Leaving my current job would endanger my PhD work - it would be very hard to get the kind of access to the system that I have now, if I weren't working where I am. I have strongly considered quitting my job a few times over the last year, and one of the things that has prevented me was the difficulties this would pose for my study. Even if I didn't burn any bridges, it would be against normal policy for the university to grant me the kind of access I have now if I weren't a staff member. This causes quite a bit of personal tension.

Sunday, August 25, 2013

Cleaning the CAM database

I'm now pulling nice big piles of data into my CAM database, but I'm finding it rather messy. I'm parsing log files, and there are over 100 distinct URL patterns I need to handle. This obviously brings in a lot of places I can make mistakes - mis-parsing URLs, overly broad matching of a URL pattern, missing variants in a particular URL pattern. So I'm now working on cleaning that all up. The main items I'm looking at are called PBLs and TAs, and they have clearly defined patterns regarding what they are.

It's slow going - I'm gradually fixing up and improving those 100 patterns, and finding all sorts of ways they can be wrong. I'm also finding "errors" in the data - which appear to be incorrect URLs formed by users playing with things in the address bar of their browser, or occasionally from javascript incorrectly accessing unusual URLs. I'm not sure what to do with these events; it's probably the case that I should just delete those URLs from my analysis database, as they will just make analysis harder, with no real benefit.

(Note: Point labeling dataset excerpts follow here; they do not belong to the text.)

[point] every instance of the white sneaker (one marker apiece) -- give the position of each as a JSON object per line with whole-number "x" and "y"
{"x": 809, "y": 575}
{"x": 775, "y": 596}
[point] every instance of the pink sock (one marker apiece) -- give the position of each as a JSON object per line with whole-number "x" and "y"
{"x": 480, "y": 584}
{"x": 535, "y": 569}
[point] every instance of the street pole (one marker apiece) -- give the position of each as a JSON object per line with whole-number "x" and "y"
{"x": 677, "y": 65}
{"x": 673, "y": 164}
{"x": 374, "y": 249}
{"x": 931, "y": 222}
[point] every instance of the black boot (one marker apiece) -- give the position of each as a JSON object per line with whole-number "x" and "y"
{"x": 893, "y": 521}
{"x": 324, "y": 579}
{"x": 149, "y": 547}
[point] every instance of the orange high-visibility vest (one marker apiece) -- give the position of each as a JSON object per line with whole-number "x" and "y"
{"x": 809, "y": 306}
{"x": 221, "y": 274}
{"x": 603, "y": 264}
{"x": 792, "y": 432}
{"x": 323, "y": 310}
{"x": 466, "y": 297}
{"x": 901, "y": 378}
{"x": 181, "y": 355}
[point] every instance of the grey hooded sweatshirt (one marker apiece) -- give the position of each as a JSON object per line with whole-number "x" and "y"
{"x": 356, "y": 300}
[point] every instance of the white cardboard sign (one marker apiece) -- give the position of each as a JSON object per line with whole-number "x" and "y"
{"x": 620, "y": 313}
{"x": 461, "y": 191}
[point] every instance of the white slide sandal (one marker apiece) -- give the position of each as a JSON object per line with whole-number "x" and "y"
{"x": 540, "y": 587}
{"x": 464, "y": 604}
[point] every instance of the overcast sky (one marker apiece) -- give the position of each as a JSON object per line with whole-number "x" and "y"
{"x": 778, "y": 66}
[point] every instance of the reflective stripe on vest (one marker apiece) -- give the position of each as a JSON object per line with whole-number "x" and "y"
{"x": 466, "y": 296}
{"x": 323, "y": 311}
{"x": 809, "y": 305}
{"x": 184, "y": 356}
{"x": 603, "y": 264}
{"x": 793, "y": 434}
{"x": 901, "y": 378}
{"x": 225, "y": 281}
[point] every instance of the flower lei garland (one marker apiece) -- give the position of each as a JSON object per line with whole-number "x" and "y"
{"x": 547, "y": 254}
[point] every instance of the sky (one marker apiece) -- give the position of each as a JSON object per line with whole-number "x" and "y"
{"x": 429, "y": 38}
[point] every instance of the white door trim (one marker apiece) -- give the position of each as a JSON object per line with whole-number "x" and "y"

I'm interacting directly with the database here, using the SQL console. It's the quickest and most trustworthy way to get at the data; but I'm starting to think having some other visualization tools might come in handy at this point to confirm that I'm getting the patterns I expect.
Here's some of what I've done:

Phase 1: add a "pattern" tag to events, to allow mapping of parsing patterns to items in the database. This will let me check that each pattern is catching the right items, and that the code isn't catching and misinterpreting any false positive matches

Phase 2: Look through every single pattern and ensure that it catches URLs that will be parsed correctly by its parsing rule. Use commands like:

select distinct followedlink from event where tags='pattern60';

This will take a long time to do.

Phase 3: Look at items, ensure that they are being mapped correctly. Initially, I was getting PBLs with values like "4635" and TAs with values like "4.04" - I had mis-mapped items. Use commands like:

select  item.title,item.itemid,count(*) from item,eventitem where type='TA' and item.itemid=eventitem.itemid and not item.title ~ '^[0-9]+$' group by item.title,item.itemid;

To find non-correct TAs, and

select  item.title,item.itemid,count(*) from item,eventitem where type='pbl' and item.itemid=eventitem.itemid  group by item.title,item.itemid order by count;

to find all the PBLs and work out which ones are OK.